I have an exponential polynomial on the unit interval of the form $$F(z,e^z)=P(z)+Q(z)e^{kz}$$ where $P$ and $Q$ are polynomials with integer coefficients and $k$ is a positive integer. I am interested in the number of roots in the interval $(0,1)$. Naturally, Sturm's theorem comes to mind, but here we have an exponential polynomial. After some research ("Towards computing non algebraic cylindrical decompositions" by Richardson, 1991 and described in https://www.researchgate.net/profile/Aude_Maignan/publication/221564404_Solving_One_and_Two-Dimensional_Exponential_Polynomial_Systems/links/5710d07208ae19b18694ee85/Solving-One-and-Two-Dimensional-Exponential-Polynomial-Systems.pdf), it seems I am in luck, where a Sturm's theorem is proved for real analytic functions, including exponential polynomials. However, I am having trouble using the theorem successfully, where my calculation (below) gives the wrong answer. It seems that either I can't use the theorem or I'm making a mistake somewhere.
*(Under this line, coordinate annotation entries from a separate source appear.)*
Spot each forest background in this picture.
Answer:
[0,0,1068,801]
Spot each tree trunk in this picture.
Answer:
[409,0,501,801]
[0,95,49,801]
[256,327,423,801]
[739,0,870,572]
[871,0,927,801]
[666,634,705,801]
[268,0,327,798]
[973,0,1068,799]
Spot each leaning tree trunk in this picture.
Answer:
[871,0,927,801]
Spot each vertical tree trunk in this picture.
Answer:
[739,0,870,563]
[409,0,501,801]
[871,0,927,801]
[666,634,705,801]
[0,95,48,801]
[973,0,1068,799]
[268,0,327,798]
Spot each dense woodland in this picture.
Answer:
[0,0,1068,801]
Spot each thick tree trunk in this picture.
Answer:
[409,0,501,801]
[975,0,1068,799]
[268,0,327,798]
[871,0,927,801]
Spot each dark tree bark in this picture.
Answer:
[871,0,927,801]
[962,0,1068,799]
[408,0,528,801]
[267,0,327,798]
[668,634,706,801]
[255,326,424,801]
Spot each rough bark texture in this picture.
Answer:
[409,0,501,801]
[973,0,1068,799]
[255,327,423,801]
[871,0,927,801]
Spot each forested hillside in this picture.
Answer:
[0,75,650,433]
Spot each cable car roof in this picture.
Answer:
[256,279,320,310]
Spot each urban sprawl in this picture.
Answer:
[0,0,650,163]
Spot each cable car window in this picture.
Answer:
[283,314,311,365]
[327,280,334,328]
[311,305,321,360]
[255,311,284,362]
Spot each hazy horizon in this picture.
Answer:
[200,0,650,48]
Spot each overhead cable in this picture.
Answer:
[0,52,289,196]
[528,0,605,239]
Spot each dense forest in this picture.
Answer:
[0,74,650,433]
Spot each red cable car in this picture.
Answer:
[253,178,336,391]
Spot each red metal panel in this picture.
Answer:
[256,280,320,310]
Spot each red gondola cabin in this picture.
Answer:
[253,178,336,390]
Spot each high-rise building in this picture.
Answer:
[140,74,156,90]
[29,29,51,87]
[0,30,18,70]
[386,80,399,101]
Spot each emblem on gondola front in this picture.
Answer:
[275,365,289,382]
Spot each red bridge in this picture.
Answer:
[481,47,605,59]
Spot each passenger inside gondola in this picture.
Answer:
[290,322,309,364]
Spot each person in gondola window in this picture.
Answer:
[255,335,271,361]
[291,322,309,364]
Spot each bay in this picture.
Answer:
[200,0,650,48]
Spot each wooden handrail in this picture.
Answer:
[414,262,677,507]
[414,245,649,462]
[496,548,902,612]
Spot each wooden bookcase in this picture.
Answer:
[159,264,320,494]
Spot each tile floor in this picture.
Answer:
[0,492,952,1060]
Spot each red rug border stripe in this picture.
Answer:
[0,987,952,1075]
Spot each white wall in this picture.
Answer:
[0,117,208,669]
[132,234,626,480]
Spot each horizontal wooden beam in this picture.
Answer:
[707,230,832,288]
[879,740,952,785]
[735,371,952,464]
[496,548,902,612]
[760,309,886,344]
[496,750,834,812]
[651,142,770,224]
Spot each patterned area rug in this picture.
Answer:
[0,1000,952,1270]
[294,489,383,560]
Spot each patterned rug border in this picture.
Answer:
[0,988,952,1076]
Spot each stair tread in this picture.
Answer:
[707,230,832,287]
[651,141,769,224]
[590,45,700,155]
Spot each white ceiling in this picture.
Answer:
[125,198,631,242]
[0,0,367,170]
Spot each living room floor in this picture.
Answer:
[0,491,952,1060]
To be specific, let $P(z)=-110z^2$ and $Q(z)=(1-z)^5-(1-z)^{16}+5z(1-z)^4-16z(1-z)^{15}$ and $k=10$.
Below I have a graph of $\log(\lvert F(z,e^z)\rvert)$, which clearly shows three roots: at 0 and around 0.18 and 0.51 (btw, does anyone know if these are real or rational?)
Plot of log of absolute value of polynomial
I proceed to use Sturm's theorem. My understanding is that I should interpret $F(z,e^z)$ as a classical polynomial in two-variables $F(z,y)$ where $y=e^z$. Then I generate a Sturm sequence as follows. Set the first element $f_1(z,y)=F(z,y)$. Set the second element $f_2(z,y)=\frac{\partial}{\partial y}F(z,y)=kQ(z)y^{k-1}$. The next element $f_3(z,y)$ is the negative polynomial remainder of $f_1$ divided by $f_2$ (as polynomials in $y$), which is $f_3(z,y)=-P(z)$. We are done (the next element is zero) and our Sturm sequence contains three elements. It seems that this implies that the maximum number of roots in $(0,1)$ is two (which is correct).
Set $S(z)=(f_1(z,e^z),f_2(z,e^z),f_3(z,e^z))$. Take $z=0.1,0.9$. We have $S(0.1)\sim(-0.00232472, 9.93218, 1.1)$ and $S(0.9)\sim(-85.3726, 15.1546, 89.1)$, so the signs are $(-,+,+)$ and $(-,+,+)$, each having a single sign change. Therefore the number of roots in $(0.1,0.9)$ is zero. But this is a contradiction because we know there are two roots.
What is going on? How do I (or can I) use Sturm's theorem for this particular exponential polynomial to conclude there are two roots in $(0,1)$?